This perma-tanned, white-toothed Glaswegian folk powerhouse produced an evening of (very few) songs, details of his exploits with various celebrities and other anecdotes from his long and varied career. It was an indulgent look at a life and at times the show became a replica of that moment an over-eager acquaintance insists on showing you all 500 of their holiday snaps. That is, if he went on holiday with Elizabeth Taylor and John Wayne: just two of the famous faces who cropped up. This was tailored to an audience of die-hard Jimmie fans, most of whom had probably followed his career since 1950, so it was fairly indulgent and nostalgic. Despite MacGregor’s no-nonsense delivery, the show quickly became unbearably misty-eyed.
Proving himself a bit of a polymath, not only did MacGregor forge a successful folk career spanning half a century: he also dabbles in pottery, produced shows for television and Radio Scotland, including ‘The West Highland Way’ and ‘MacGregor’s Gathering’. He was also awarded the MBE in 1994 for services to Scottish heritage and culture. Though undoubtedly very busy, as the slideshow showed he still found plenty of down time to hang out with celebrities.

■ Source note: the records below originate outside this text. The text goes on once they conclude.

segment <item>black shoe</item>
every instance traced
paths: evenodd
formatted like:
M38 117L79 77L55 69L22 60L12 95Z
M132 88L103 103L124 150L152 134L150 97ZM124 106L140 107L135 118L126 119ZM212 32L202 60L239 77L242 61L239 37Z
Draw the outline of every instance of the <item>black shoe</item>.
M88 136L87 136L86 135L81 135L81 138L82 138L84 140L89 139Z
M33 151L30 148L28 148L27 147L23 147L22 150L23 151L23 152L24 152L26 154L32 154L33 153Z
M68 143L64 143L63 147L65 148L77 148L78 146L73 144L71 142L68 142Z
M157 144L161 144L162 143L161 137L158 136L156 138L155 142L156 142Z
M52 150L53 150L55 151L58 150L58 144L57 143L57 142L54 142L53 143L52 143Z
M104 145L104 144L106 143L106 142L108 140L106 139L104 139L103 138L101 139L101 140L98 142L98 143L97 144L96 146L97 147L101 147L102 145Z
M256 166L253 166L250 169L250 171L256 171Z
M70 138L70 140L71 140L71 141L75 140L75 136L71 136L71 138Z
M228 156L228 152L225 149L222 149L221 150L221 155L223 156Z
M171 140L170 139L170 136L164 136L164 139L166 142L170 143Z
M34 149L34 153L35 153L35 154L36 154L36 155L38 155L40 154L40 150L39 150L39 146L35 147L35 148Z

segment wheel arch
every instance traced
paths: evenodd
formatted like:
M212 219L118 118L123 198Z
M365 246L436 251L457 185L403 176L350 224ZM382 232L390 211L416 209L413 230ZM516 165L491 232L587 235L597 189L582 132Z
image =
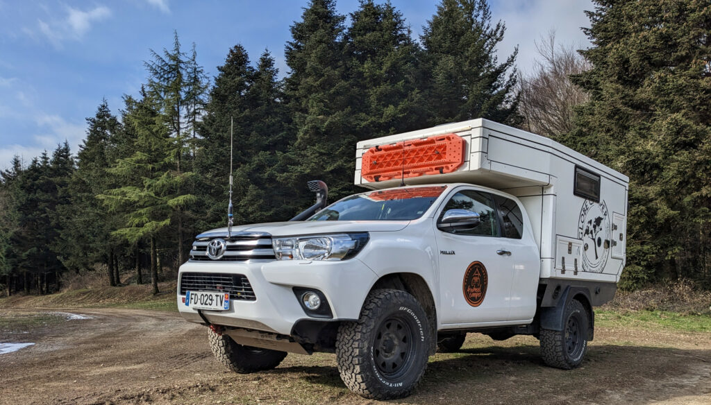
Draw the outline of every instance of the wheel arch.
M412 295L422 306L429 323L429 354L434 355L437 352L437 310L434 296L427 281L417 273L390 273L380 276L373 284L370 291L381 288L395 288L405 291Z
M592 310L592 301L587 287L568 286L561 294L555 306L540 308L540 328L550 330L563 330L563 313L568 303L575 300L582 304L587 313L588 340L592 340L594 335L595 313Z

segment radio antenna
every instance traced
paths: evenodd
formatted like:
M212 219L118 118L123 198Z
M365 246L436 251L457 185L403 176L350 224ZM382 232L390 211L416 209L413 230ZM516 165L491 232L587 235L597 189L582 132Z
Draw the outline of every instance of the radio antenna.
M402 171L400 176L400 187L405 187L405 143L402 141Z
M230 117L230 204L227 207L227 234L232 237L232 225L234 218L232 214L232 148L234 144L235 119Z

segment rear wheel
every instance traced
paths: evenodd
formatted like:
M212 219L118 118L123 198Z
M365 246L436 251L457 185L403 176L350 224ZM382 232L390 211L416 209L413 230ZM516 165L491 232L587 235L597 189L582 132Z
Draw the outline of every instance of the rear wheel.
M412 295L371 291L358 320L338 328L336 355L341 379L365 398L410 395L427 365L429 331L427 315Z
M464 344L466 334L444 335L437 336L437 351L440 353L453 353L457 352Z
M210 348L225 367L242 374L272 369L287 357L286 352L260 349L238 344L225 334L208 329Z
M563 330L540 330L540 353L550 367L570 369L579 367L587 350L587 311L572 300L563 311Z

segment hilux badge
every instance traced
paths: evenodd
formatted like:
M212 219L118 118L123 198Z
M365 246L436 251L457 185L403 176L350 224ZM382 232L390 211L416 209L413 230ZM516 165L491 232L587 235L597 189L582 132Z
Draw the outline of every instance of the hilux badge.
M208 244L208 257L213 260L219 260L226 251L227 242L223 239L213 239Z

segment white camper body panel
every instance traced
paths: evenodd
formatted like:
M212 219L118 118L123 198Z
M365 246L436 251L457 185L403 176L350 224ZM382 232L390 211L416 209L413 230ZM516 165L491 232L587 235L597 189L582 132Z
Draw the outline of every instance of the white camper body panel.
M363 141L356 150L356 184L380 189L400 183L361 177L361 157L370 148L447 134L464 139L464 163L453 173L405 178L406 184L468 183L518 197L540 250L541 279L619 281L629 180L548 138L479 119ZM577 173L599 183L599 200L574 193Z

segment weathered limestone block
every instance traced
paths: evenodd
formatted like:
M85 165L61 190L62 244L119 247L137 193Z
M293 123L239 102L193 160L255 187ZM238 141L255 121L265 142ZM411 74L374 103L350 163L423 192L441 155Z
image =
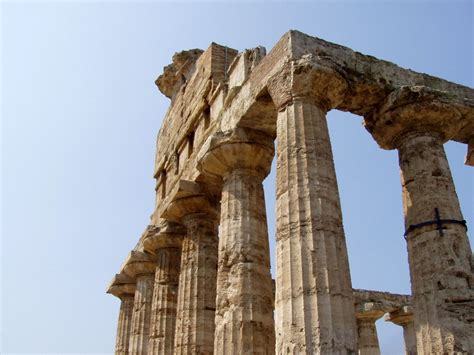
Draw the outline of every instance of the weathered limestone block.
M213 354L217 277L217 211L182 184L164 218L181 221L186 236L181 251L174 354Z
M145 250L156 255L155 286L151 305L149 354L172 354L176 327L182 226L164 221L144 240Z
M175 53L173 63L163 68L163 74L156 79L156 86L163 95L173 98L181 85L185 84L194 72L197 59L203 50L190 49Z
M130 330L130 355L146 355L148 351L155 269L155 258L138 251L130 252L122 267L126 275L136 280Z
M418 353L473 353L472 252L443 140L415 131L398 152Z
M120 311L115 338L115 355L127 355L132 324L135 282L126 275L116 274L107 289L107 293L120 298Z
M366 302L357 305L357 344L359 355L380 355L379 338L375 322L384 313L383 305L378 303Z
M474 137L469 140L469 143L467 145L466 160L464 163L470 166L474 166Z
M326 111L294 99L277 122L277 353L347 354L357 328Z
M210 137L200 153L206 174L223 178L215 354L274 354L273 292L262 181L273 139L236 129Z
M405 354L416 355L416 333L413 318L413 310L410 306L404 306L385 316L385 321L392 322L403 327L403 339L405 342Z

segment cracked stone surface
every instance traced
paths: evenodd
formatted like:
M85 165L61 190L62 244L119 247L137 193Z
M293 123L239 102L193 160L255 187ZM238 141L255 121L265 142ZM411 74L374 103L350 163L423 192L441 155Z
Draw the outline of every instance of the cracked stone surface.
M293 30L268 54L216 43L179 52L156 84L171 99L156 145L156 204L108 290L123 306L118 353L144 354L150 334L171 334L172 317L157 315L173 308L176 285L160 293L153 275L158 250L181 243L175 337L164 336L176 354L377 353L372 320L357 317L362 304L404 327L408 354L474 352L474 260L466 229L453 222L463 215L443 150L449 140L464 144L474 166L472 88ZM398 150L412 297L352 289L325 118L332 109L362 116L382 149ZM273 341L261 182L275 141ZM427 223L435 219L450 221ZM158 237L170 228L185 236Z

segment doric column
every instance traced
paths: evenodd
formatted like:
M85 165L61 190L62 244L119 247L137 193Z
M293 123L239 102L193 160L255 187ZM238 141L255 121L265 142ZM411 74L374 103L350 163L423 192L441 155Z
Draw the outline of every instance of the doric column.
M223 179L215 354L274 354L273 290L263 179L273 139L234 129L212 136L200 170Z
M146 355L148 351L155 269L155 258L139 251L132 251L122 268L125 274L136 280L129 342L130 355Z
M383 309L373 302L356 307L357 344L359 355L380 355L379 338L375 322L384 315Z
M182 182L191 185L190 182ZM202 195L178 192L165 218L186 227L181 251L174 354L212 354L217 277L217 212Z
M474 353L472 252L443 148L462 129L460 117L423 87L408 87L369 122L381 146L398 149L420 355Z
M277 121L277 353L356 351L354 298L326 109L294 98Z
M405 354L416 355L416 333L411 307L403 306L396 311L390 312L385 316L385 320L403 327Z
M415 132L398 152L418 351L474 351L472 253L443 141Z
M145 251L154 254L157 259L148 354L173 353L181 243L184 234L182 226L163 221L143 239Z
M127 355L133 314L135 282L124 274L116 274L107 293L120 298L120 311L115 339L115 355Z

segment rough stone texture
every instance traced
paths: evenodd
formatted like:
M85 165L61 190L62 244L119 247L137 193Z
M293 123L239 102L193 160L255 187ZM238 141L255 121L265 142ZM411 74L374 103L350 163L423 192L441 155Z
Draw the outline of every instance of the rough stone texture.
M130 329L130 355L146 355L148 351L153 279L154 275L151 273L137 276L137 290L135 291Z
M261 132L240 129L211 137L209 149L207 145L205 148L201 170L224 181L214 353L274 354L273 291L262 185L270 171L273 140Z
M180 181L164 213L186 227L181 251L174 354L212 354L217 279L217 210L201 185Z
M150 265L156 265L158 247L176 247L168 245L176 240L167 239L163 244L157 238L164 220L175 223L176 228L183 228L183 223L188 227L195 223L207 225L201 227L208 232L197 235L190 235L188 228L184 241L188 251L182 254L185 272L183 275L181 271L178 291L183 295L178 303L182 311L178 312L184 312L183 331L177 331L181 336L179 344L185 344L179 347L181 353L212 352L214 304L207 302L215 292L219 214L226 236L222 238L221 254L240 255L234 245L240 245L245 237L243 231L253 223L251 219L244 223L244 219L245 213L251 217L254 204L249 202L250 208L245 211L242 206L229 208L232 201L240 202L244 196L261 200L260 187L256 187L261 181L252 178L253 167L247 170L248 175L229 173L223 179L223 174L202 164L202 158L221 138L236 143L242 138L237 132L245 131L247 138L255 136L249 132L259 132L270 141L278 141L278 353L355 351L354 302L360 303L359 296L364 302L383 299L387 312L404 306L400 306L398 296L359 290L352 294L324 118L327 111L339 109L363 116L366 129L382 148L399 149L407 228L432 220L434 208L439 209L441 218L462 219L440 142L455 140L466 144L466 164L474 165L471 88L403 69L298 31L286 33L268 55L262 47L238 54L215 43L204 52L180 52L165 68L157 85L171 98L171 106L157 141L156 206L150 226L120 274L135 282L139 275L149 273ZM413 133L418 138L407 140ZM229 157L248 159L245 147L240 145L242 151L238 153L230 149ZM233 166L228 163L226 160L224 165ZM219 212L221 207L223 211ZM186 217L192 215L202 218ZM433 225L408 235L420 354L473 352L469 336L474 334L470 246L462 225L451 223L443 227L443 237ZM263 230L258 229L259 238L252 234L258 240L256 249L262 251ZM265 256L260 262L266 269ZM233 264L234 268L240 263ZM242 275L232 268L221 274L238 287L244 285L239 283ZM265 289L263 284L258 286L262 288L252 289L252 295ZM112 285L110 293L115 294L117 287ZM253 304L253 296L248 298L247 290L241 290L240 298L228 298L230 292L219 291L219 300L230 302L222 309ZM373 297L378 301L371 300ZM243 299L244 304L239 303ZM203 304L208 307L207 313ZM254 316L265 312L253 308L249 313ZM205 319L202 326L198 319ZM248 341L244 338L247 337L240 337L239 342ZM206 345L196 347L202 339Z
M390 312L385 316L385 320L403 327L405 354L416 355L416 333L412 307L404 306Z
M208 215L184 217L175 354L212 354L216 309L217 224Z
M115 354L127 355L132 325L135 281L123 274L117 274L107 289L107 293L120 299L120 311L115 338Z
M130 330L133 315L133 295L123 296L120 303L119 319L117 322L117 337L115 339L115 355L127 355L130 341Z
M173 353L181 248L160 248L150 319L149 354Z
M384 314L383 304L365 302L356 306L359 355L380 355L379 338L375 322Z
M405 228L441 219L461 221L443 141L413 133L399 145ZM445 223L412 229L408 257L419 354L474 352L474 274L466 228Z
M278 114L276 351L356 351L349 262L325 111Z

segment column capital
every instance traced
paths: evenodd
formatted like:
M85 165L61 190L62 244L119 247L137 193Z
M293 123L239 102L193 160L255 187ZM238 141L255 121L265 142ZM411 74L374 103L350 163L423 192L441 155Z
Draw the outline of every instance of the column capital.
M349 83L334 62L314 54L288 62L270 78L267 87L279 111L295 98L304 98L317 102L327 112L349 94Z
M273 138L262 131L234 128L207 139L198 154L198 170L226 178L233 170L262 178L270 173L274 155Z
M132 250L122 265L122 272L132 279L140 275L154 274L156 269L155 257L149 253Z
M361 302L356 304L355 311L357 320L375 322L385 314L386 307L378 302Z
M133 297L135 294L136 283L125 274L115 274L107 287L107 293L118 298Z
M163 212L162 218L181 223L186 216L206 214L211 219L218 219L218 208L211 202L202 184L180 180L172 196L171 203Z
M393 312L387 313L384 320L400 326L412 323L414 321L413 309L411 306L400 307Z
M447 93L402 86L364 117L364 125L381 148L397 149L408 134L437 136L444 143L467 130L472 120L474 114Z
M156 254L160 248L179 248L186 234L185 228L176 222L162 220L160 225L150 228L143 238L143 249Z

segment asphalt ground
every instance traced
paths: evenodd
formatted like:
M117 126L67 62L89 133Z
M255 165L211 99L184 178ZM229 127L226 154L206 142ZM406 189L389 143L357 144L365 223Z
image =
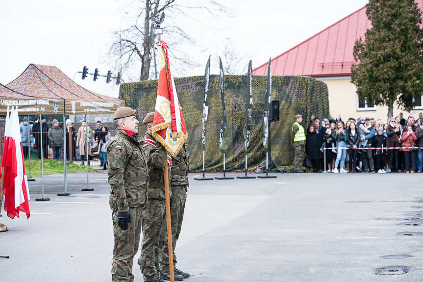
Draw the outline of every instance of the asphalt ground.
M230 176L242 174L228 174ZM197 181L190 187L177 267L205 282L420 282L421 174L274 174L275 179ZM209 174L211 176L219 175ZM30 182L31 215L4 216L0 281L110 281L113 237L106 173ZM422 224L420 225L406 225ZM423 234L422 233L421 234ZM143 281L135 258L135 281ZM404 258L382 256L406 255ZM378 267L404 266L382 271ZM389 269L388 269L389 270Z

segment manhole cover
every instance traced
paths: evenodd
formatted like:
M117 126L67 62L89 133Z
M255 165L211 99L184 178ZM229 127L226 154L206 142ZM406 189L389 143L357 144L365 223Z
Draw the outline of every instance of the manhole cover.
M409 226L419 226L423 224L422 221L405 221L398 223L398 225L408 225Z
M411 257L414 256L411 255L390 255L389 256L380 256L382 258L386 258L387 259L395 259L398 258L406 258L407 257Z
M406 236L422 236L423 235L423 232L398 232L397 235L405 235Z
M391 275L399 275L407 273L410 270L408 266L385 266L378 267L374 270L375 274L388 274Z
M404 213L404 215L407 215L408 216L423 216L423 212L421 211L411 211L410 212Z

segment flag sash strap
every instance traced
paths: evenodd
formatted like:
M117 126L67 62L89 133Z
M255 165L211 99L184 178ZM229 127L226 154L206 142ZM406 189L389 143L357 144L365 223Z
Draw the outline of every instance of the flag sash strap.
M151 144L154 147L157 147L157 143L153 139L150 139L150 138L144 138L144 140L148 143Z

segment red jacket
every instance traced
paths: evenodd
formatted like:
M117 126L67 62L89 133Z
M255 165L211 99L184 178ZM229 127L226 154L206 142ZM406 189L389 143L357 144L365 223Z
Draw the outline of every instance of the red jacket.
M407 134L408 131L404 131L402 133L402 147L411 147L411 145L416 146L416 140L417 140L417 136L416 136L416 133L413 131L409 135ZM401 149L404 152L411 152L411 149Z

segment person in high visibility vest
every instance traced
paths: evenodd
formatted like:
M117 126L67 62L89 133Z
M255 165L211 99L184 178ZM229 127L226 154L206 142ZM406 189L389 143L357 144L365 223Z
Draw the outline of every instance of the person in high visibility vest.
M304 161L304 154L305 151L305 132L301 125L302 116L296 115L295 122L292 125L291 130L294 132L292 147L294 148L294 169L295 172L304 172L301 168Z

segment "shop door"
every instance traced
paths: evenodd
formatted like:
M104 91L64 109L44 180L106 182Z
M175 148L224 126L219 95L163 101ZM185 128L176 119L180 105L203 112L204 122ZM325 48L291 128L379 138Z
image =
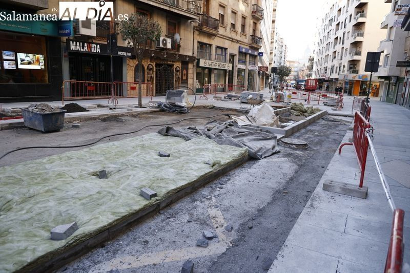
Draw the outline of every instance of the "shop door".
M170 90L173 87L174 66L155 65L155 95L165 95L167 90Z

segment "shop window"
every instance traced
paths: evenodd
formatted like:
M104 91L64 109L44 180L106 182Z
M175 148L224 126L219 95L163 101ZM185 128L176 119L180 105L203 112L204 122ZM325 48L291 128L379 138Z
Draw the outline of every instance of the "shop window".
M224 23L225 7L219 5L219 24L223 25Z
M227 61L227 49L219 47L215 48L215 59L218 61Z
M141 70L142 70L142 80L141 82L145 82L145 68L144 65L141 66ZM134 81L135 82L139 82L139 69L138 64L135 65L135 67L134 68Z
M197 57L199 59L211 59L211 45L198 43Z
M0 83L48 83L46 38L0 32Z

While his anecdotes, which included giving Elizabeth ‘wee Lizzie’ Taylor a traditional metal Celtic brooch (as she stood dripping in diamonds) and reassuring the mighty John Wayne before an interview, were reasonably interesting in that they concerned famous people, it was difficult to shake the feeling that the show was little more than a dramatic reading of MacGregor’s autobiography.